Ein Junge kommt, er heißt Max. „Hast du ein Pflaster?“ „Was hast du gemacht?“, fragt Bothmann, den hier alle Oliver nennen. „Mich geratscht“, sagt Max. So schlimm ist das aber nicht, findet Bothmann. Max bekommt trotzdem ein Pflaster – mit Enten drauf. Bothmann ist Arzt für chinesische Medizin. „Ich will hier etwas Gutes machen“, sagt er. Er will den Kindern zeigen, wie schön es in der Natur ist, und wie wichtig sie für sie ist. Darum macht er seinen rückwärtig gelegenen Garten mit dem grünen Tor und der kleinen grünen Holzhütte zum Erlebnis für Kinder. Im Ferienspaß aber auch sonst: Jeden Freitag können die Jungen und Mädchen hier auf einem Seil balancieren, Wasser aus dem Brunnen pumpen, den Hühnern im Stall beim Eierlegen zusehen – Kind sein. Nach ein paar Kniffen, etwa wie aus einem Ast ein Speer wird, welche Gräser am besten in der Feuerstelle brennen und wie der Klettergurt hilft, den Baum hochzukommen, lässt Bothmann die Kinder selber machen.

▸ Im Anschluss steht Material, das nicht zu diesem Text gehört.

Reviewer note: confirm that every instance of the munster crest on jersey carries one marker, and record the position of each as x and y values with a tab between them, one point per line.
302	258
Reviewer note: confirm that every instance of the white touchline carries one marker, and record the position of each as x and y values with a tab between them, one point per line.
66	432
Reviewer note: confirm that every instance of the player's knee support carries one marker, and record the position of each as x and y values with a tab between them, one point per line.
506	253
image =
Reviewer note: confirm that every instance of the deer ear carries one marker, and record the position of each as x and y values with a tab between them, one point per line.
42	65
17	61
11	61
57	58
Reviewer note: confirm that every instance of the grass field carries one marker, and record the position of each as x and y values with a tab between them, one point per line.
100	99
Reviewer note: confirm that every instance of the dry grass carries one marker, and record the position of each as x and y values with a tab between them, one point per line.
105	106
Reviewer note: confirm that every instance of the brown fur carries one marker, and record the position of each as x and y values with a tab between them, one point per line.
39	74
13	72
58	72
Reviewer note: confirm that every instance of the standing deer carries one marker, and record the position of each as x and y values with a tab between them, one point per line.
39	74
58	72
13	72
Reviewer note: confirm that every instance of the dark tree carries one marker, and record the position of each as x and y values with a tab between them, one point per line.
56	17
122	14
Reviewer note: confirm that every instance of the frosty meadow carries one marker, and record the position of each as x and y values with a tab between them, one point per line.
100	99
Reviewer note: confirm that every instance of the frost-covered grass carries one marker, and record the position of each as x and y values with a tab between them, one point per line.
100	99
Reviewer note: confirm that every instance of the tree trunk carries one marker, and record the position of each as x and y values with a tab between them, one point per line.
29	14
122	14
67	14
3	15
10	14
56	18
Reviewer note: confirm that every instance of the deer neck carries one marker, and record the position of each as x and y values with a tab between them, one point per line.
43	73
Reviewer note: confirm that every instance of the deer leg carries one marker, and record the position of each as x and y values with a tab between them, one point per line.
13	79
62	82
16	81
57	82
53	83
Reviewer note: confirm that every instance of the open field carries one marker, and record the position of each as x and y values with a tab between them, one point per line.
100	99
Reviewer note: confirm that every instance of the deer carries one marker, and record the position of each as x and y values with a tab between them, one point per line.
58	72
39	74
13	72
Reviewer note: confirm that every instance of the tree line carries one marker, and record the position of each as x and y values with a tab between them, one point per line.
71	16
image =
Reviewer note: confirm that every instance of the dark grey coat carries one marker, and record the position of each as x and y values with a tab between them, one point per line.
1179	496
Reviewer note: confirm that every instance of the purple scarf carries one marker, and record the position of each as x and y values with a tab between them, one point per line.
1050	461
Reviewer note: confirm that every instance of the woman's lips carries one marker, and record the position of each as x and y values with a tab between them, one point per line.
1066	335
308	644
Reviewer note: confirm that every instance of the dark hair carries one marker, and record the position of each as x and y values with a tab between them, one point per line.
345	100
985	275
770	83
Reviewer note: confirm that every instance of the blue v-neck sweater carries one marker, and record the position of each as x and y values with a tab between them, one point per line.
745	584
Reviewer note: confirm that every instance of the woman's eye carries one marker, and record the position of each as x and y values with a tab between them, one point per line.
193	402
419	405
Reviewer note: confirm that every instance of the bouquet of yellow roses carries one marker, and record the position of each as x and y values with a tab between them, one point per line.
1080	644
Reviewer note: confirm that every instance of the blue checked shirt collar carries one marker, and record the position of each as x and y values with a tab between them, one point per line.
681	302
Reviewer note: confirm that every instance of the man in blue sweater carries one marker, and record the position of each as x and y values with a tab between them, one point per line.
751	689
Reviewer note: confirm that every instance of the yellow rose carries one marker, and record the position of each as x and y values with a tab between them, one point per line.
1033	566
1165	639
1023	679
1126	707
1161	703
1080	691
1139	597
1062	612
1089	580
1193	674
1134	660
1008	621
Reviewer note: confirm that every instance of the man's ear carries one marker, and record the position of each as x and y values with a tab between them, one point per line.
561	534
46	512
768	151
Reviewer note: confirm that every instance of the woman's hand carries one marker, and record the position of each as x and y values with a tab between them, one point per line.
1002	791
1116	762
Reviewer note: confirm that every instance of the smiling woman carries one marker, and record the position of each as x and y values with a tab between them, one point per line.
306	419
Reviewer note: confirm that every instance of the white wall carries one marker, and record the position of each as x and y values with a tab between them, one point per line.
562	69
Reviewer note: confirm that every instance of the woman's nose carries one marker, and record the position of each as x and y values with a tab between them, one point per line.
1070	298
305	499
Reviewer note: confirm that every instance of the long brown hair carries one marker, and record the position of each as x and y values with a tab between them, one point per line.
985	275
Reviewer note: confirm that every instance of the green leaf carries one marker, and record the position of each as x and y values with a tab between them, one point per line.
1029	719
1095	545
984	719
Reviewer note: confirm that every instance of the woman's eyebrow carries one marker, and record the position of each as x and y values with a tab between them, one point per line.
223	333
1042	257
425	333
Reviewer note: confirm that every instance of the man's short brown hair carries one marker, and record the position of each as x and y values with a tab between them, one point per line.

Das ist ihm wichtig. Carmen Köberles Kinder sind auch gekommen. Die Mutter hilft Bothmann beim Aufpassen: „Hier sind so viele Kinder, und es vermisst keiner was. Keiner fragt, wo der Fernseher ist.“

Luis ist heute das erste Mal hier. Paula hingegen kennt den Garten schon, sie war schon dreimal hier. „Aber ich komm jetzt auch öfter her“, sagt Luis.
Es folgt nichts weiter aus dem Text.